Corporate responsibility has never been enough
Tell the data-driven story that points to business model transformation
Anyone who’s been involved in sustainability or ESG for any length of time comes up against some difficult questions. Things like: how is it we have so many governance and reporting standards while the problems keep getting worse? And if the systems that support human and ecological health are declining, how is it that so many global companies are profitable and growing?
ESG consultants and in-house folks tasked — at least by title — with solving these problems are busier than ever, working with ever-more senior corporate decision-makers and investors. And yet the Sisyphean effort of making positive change from within the mainstream industrial system never seems to advance.
That’s because it doesn’t work. No amount of corporate responsibility ambition can get at the changes required. What’s needed instead is transparent data on how companies’ business models are contributing to the systemic problems, and real plans to change this, ASAP.
That’s what Matereality is all about, and in this post I’ll demonstrate how to get started using the company Scott’s Miracle-Gro (SMG).
How Matereality assesses corporate impact: Scott’s Miracle-Gro tutorial
My grandmother was an avid gardener, always surround by lush plants and flowers. A bottle of Miracle-Gro was always somewhere handy in her home.
Times have changed dramatically since she was beautifying her suburban Toronto home and backyard. As a society, we’ve learned a tremendous amount about the impacts of our nature-controlling, profit-maximizing economy. We’ve also entered an era of ecological tipping points and societal stresses that call for new ways of meeting our economic needs.
SMG has changed in the ensuing decades, too. It was a humble seller of weed-free seeds in 1868. It is now a $US3.5 billion company generating returns for shareholders by manufacturing and/or marketing many products that kill weeds (aka biodiversity), or helps growers of weed (aka cannabis).

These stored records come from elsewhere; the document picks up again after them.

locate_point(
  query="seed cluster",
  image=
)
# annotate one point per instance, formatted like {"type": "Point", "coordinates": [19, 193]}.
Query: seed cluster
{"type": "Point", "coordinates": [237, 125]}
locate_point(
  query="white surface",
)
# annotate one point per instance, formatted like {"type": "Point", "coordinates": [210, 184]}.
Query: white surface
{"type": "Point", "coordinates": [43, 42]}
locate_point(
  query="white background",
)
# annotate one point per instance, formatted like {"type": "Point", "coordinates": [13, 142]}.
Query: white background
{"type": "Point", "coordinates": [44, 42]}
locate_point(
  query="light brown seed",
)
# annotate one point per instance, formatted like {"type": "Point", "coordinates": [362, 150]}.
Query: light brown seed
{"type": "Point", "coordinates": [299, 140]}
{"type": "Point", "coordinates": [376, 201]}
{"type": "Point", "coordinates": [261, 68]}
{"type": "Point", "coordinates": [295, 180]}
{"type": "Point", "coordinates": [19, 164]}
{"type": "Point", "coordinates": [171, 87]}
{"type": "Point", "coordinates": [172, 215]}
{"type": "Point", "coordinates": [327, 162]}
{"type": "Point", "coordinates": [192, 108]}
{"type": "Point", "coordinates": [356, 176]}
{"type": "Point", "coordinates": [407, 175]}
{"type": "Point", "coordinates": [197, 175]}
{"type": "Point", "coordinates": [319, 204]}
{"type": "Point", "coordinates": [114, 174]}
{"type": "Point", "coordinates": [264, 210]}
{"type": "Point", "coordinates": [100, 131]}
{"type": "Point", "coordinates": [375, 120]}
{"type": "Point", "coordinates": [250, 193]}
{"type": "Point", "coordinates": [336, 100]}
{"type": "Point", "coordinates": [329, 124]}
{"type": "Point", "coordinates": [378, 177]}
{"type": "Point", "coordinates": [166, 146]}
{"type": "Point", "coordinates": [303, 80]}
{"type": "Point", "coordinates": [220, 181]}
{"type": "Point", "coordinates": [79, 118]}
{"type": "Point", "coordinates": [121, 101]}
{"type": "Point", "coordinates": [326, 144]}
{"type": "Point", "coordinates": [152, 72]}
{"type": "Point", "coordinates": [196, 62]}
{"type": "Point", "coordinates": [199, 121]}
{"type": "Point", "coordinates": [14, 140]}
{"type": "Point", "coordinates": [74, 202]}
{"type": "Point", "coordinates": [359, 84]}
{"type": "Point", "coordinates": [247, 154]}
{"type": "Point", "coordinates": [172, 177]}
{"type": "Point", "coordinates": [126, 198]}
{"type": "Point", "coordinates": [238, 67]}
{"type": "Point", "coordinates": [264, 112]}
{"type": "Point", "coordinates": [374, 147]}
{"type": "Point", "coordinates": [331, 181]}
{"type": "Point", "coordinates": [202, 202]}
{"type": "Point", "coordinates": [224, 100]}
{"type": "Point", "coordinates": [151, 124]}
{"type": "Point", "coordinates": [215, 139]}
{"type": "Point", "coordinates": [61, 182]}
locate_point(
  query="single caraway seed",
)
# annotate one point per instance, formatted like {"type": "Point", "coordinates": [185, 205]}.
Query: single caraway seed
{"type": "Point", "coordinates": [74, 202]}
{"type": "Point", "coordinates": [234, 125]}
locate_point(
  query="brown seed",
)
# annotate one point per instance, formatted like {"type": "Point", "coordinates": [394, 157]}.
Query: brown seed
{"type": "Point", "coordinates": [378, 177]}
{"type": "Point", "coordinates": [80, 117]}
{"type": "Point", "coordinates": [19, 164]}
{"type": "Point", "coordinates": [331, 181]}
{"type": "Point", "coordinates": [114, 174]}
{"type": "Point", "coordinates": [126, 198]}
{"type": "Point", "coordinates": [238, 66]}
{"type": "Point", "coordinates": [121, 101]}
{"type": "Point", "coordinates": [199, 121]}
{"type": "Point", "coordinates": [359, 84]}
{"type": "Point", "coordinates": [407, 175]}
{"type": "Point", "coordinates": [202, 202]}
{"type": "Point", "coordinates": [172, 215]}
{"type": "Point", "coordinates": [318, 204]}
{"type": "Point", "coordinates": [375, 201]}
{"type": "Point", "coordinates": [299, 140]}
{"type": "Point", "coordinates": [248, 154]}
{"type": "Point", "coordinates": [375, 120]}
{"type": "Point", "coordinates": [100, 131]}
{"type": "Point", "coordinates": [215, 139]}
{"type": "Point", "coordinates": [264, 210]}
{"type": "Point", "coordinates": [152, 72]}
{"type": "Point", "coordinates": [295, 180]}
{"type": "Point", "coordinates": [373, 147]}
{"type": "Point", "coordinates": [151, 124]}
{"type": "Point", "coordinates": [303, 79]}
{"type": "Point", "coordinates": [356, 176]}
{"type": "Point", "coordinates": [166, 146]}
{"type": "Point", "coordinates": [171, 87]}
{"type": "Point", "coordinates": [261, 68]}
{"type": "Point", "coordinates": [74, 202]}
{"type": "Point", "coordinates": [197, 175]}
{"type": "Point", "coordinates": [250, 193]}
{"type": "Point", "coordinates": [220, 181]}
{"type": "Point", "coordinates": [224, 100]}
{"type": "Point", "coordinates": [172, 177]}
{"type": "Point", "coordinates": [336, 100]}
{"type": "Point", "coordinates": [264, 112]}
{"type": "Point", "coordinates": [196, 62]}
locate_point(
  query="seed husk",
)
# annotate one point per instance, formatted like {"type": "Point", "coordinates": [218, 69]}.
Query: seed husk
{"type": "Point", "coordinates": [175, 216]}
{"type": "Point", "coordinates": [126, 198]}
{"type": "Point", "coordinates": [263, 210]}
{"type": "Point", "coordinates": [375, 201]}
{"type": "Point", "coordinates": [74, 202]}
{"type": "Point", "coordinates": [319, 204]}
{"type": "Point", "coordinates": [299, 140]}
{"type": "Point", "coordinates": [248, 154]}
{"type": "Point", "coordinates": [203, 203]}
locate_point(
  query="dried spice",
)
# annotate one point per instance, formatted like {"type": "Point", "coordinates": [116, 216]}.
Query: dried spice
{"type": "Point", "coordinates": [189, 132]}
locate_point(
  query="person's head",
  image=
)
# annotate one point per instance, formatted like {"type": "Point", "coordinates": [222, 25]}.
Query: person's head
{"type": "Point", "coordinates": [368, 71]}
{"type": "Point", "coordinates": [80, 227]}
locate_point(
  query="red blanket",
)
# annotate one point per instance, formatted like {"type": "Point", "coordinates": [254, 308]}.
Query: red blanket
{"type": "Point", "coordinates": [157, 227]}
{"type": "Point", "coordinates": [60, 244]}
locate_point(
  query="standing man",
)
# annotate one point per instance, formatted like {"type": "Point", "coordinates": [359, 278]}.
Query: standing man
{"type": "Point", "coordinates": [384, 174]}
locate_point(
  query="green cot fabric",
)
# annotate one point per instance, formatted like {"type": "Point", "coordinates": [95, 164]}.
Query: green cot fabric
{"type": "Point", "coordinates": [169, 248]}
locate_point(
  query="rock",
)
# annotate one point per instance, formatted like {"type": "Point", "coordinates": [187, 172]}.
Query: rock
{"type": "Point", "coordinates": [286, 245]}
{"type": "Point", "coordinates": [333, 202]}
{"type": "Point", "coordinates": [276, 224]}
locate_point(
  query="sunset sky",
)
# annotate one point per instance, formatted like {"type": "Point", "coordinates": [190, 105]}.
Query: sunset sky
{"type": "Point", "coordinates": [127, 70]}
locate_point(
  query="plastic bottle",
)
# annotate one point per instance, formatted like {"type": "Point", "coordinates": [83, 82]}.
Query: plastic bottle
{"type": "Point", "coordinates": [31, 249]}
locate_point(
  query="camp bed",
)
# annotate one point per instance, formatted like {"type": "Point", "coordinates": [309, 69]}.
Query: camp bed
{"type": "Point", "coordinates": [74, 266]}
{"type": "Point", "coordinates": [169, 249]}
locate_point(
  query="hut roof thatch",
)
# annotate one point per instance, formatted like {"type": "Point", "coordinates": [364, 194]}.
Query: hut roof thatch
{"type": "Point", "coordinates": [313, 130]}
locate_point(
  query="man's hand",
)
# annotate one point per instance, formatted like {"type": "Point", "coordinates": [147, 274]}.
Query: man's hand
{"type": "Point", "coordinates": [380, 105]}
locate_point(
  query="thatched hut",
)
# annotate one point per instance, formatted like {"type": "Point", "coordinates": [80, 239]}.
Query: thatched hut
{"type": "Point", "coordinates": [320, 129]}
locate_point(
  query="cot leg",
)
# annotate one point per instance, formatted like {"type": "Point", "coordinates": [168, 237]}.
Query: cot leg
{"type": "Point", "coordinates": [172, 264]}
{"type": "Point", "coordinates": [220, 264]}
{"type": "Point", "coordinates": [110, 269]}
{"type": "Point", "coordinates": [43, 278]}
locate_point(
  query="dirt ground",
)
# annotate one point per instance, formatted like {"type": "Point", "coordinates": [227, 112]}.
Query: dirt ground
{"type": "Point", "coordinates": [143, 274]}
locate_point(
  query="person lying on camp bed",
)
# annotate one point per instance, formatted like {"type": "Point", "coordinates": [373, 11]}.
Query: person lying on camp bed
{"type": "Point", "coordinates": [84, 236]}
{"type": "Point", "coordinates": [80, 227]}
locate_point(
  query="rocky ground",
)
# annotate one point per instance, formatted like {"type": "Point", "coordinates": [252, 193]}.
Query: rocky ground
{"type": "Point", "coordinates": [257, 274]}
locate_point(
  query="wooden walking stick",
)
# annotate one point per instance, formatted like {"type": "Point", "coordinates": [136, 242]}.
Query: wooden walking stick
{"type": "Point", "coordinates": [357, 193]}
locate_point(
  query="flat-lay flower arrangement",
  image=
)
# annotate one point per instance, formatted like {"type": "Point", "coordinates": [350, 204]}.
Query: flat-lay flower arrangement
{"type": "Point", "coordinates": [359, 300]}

And yet they have tremendous growing know-how and community-level relationships that are essential for the kind of bioregional restoration required to turn things around.
In its 2023 ESG report, SMG says: “We ask ourselves what a good company would do and strive to act accordingly.”
I aim to answer this question by applying a Matereality lens. What follows is a step-by-step look at Matereality basics, using SMG as a case study. (NB: This is a mini-assessment and does not include stakeholder interviews nor an exhaustive review of all SMG disclosures.) It is based on public corporate disclosures and informed opinion, in the spirit of progress towards industrial healing.
In case this sounds familiar, 2022 I wrote an open letter to SMG’s CEO — Dear Mr. Hegedorn, you killed my compost worms — after one of their products killed my compost worms. This was the initial prompt to look at the company. Since then, I developed Matereality.